A pair of whiskey producers in Fort Worth, Texas wants to put one of the city’s oldest golf properties out of business. Leonard Firestone and Troy Robertson, the owners of Firestone & Robertson Distilling Company, have agreed to buy Glen Garden Country Club, a 102-year-old venue that once claimed Ben Hogan and Byron Nelson as members. If the sale is consummated, F&R will build a visitors’ center and begin distilling bourbon and its award-winning blended whiskey on the property. “In our business, having land is very important,” Firestone told the Fort Worth Star-Telegram. The sellers, Clarence Dowdy and Malcolm Tallmon, had hoped to sell Glen Garden to a group willing to maintain its John Bredemus-designed golf course.
It appears that Hurricane Katrina will soon claim another victim. Brechtel Park Golf Course, a municipal track in suburban New Orleans, Louisiana, was ravaged by the storms of 2005 and has been abandoned since 2011. The city says it’s “continuing to review options” regarding the 18-hole layout, but the New Orleans Advocate’s reporting indicates that it’ll eventually be “reborn as something different.” The city had hoped to find an operator who’d reopen Brechtel, but the local private sector wasn’t convinced that that nearly 50-year-old track would ever turn a profit.
In the face of a money crunch, military officials in Anchorage, Alaska have downsized their 54-hole golf complex. The Eagleglen course at Joint Base Elmendorf-Richardson won’t open this year, and its future is up in the air. The news doesn’t come as a surprise, as it’s been rumored for months, but it’s particularly distressing to those who believe that Eagleglen’s Robert Trent Jones, Jr.-designed track is the state’s best. JBER’s golf operation has been losing players and money for the better part of a decade. Its courses attracted roughly 75,150 rounds in 2003, according to statistics provided by the base, but only 47,092 last year. The decline in play has cost the base $2.2 million over the past five years.

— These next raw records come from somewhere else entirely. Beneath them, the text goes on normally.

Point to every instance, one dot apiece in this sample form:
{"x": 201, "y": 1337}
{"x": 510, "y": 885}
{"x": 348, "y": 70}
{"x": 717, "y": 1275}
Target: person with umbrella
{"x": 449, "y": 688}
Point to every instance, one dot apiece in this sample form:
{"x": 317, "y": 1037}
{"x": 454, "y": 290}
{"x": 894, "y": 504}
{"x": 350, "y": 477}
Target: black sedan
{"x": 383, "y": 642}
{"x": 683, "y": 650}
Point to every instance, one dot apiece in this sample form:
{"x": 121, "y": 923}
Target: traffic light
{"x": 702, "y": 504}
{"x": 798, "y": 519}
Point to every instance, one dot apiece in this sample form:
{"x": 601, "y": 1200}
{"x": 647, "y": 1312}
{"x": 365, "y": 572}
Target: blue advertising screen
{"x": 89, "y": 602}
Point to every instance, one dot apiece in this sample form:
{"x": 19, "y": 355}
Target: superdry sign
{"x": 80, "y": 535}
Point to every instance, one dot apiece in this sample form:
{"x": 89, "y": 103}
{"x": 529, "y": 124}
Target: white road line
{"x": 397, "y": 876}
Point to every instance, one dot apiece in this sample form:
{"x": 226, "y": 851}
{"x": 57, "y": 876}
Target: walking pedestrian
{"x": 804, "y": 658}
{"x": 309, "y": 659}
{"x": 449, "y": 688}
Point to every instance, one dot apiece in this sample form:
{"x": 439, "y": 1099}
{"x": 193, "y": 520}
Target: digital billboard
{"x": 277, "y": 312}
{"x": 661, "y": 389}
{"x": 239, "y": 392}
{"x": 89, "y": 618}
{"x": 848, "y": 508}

To calm agitated local golfers, the base has promised to improve the Hill and Creek tracks at its Moose Run Golf Course.
Just days after its lender initiated foreclosure proceedings, a bankrupt country club in Jackson, Mississippi officially kicked the bucket. Colonial Country Club, which had operated since 1946, was trapped between a rock and a hard place: too many competing courses and not enough golfers. “It used to be one of the busiest courses in the state,” one of the club’s employees told WAPT-TV. “I never thought it would come to this.” Before its demise, Colonial managed to sell a golf property it owned in Jackson, Deerfield Golf Club.
Microsoft plans to build a billion-dollar data center on a part of a golf course in West Des Moines, Iowa. Nine of the 18 holes at Willow Creek Golf Course will be sold to pave the way for what’s known to local insiders as “Project Alluvion.” According to the Des Moines Register, the course’s owner is looking to buy land for nine new holes.

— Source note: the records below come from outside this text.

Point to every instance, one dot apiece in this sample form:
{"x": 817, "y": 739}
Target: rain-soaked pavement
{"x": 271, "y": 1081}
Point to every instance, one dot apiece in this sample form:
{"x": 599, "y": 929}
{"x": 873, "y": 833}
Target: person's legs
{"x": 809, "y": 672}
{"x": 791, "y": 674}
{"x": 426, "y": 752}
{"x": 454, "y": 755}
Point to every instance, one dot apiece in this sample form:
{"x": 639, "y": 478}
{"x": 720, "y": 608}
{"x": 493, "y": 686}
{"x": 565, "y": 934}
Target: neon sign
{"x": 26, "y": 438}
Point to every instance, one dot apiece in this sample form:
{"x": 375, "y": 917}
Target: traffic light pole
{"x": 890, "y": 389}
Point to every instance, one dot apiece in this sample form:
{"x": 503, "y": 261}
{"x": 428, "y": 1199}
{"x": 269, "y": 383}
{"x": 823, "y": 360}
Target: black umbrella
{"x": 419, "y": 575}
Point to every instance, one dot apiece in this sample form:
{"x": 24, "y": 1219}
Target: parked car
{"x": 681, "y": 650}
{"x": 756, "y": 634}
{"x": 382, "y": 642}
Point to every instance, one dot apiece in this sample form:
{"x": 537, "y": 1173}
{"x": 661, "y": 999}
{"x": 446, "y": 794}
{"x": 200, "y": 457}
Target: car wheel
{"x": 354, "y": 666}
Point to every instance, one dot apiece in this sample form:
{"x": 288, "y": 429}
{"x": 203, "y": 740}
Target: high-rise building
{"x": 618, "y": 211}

You can kiss goodbye to Deerfield Country Club. After a 50-year run, the club and its 18-hole, executive-length golf course in Deerfield Beach, Florida will make way for a technology park. Gator Development Group sold the club last year, to a group that believes its business park will attract companies like Google and Amazon to Broward County.

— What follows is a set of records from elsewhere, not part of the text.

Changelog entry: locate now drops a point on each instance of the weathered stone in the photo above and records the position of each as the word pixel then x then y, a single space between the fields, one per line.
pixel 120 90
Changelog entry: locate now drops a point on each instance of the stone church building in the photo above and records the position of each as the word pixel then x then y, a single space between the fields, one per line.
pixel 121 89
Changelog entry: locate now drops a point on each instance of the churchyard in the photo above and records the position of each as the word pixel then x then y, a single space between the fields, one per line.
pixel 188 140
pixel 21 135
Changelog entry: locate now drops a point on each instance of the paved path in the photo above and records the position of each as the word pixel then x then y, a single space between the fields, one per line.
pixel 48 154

Was Felicita Golf Course undermined more by its owner’s ambitions or his line of business? The way Richard Angino sees it, both factors contributed to the demise of his 18-hole golf course in Harrisburg, Pennsylvania. Angino had aimed to bring a little of Augusta National to the state capital, and as a result his course charged more than the market could bear. “If Augusta costs $10 more than the other golf course,” he explained to a local television station, “the central Pennsylvania individuals would rather save that $10.” But Angino readily concedes that his work as a medical malpractice attorney brought more harm to Felicita, as local doctors and their network of friends refused to play there. “I think there are quite a few people who don't like Richard Angino,” he acknowledged. Angino hopes “to do something with the property,” according to WHTM-TV, but he hasn’t figured out what.
The owners of a layout once described as Indianapolis, Indiana’s “best-kept golfing secret” have filed for bankruptcy protection. Curt Johnson and Gregory Hole, who operate as Hole In One, Inc., reportedly owe $2.5 million to various creditors. Their 18-hole, Ron Kern-designed golf course remains open, but the Indianapolis Star reports that its revenues have fallen by 20 percent since 2011, from $721,000 to $579,000.
In Elizabethtown, North Carolina, a golf course whose greens had been cooking in the summer sun has met its end. Carolina Sands Golf Club, a 52-year-old venue owned by Don and April Britt, succumbed to the elements last month, after many of its customers departed for greener pastures. A foreclosure sale has taken place, according to the Fayette Observer, and a group of local residents has expressed an interest in the property. One of the course’s former owners described some of the course’s greens as “good,” others as “fair,” and a few as “really bad.”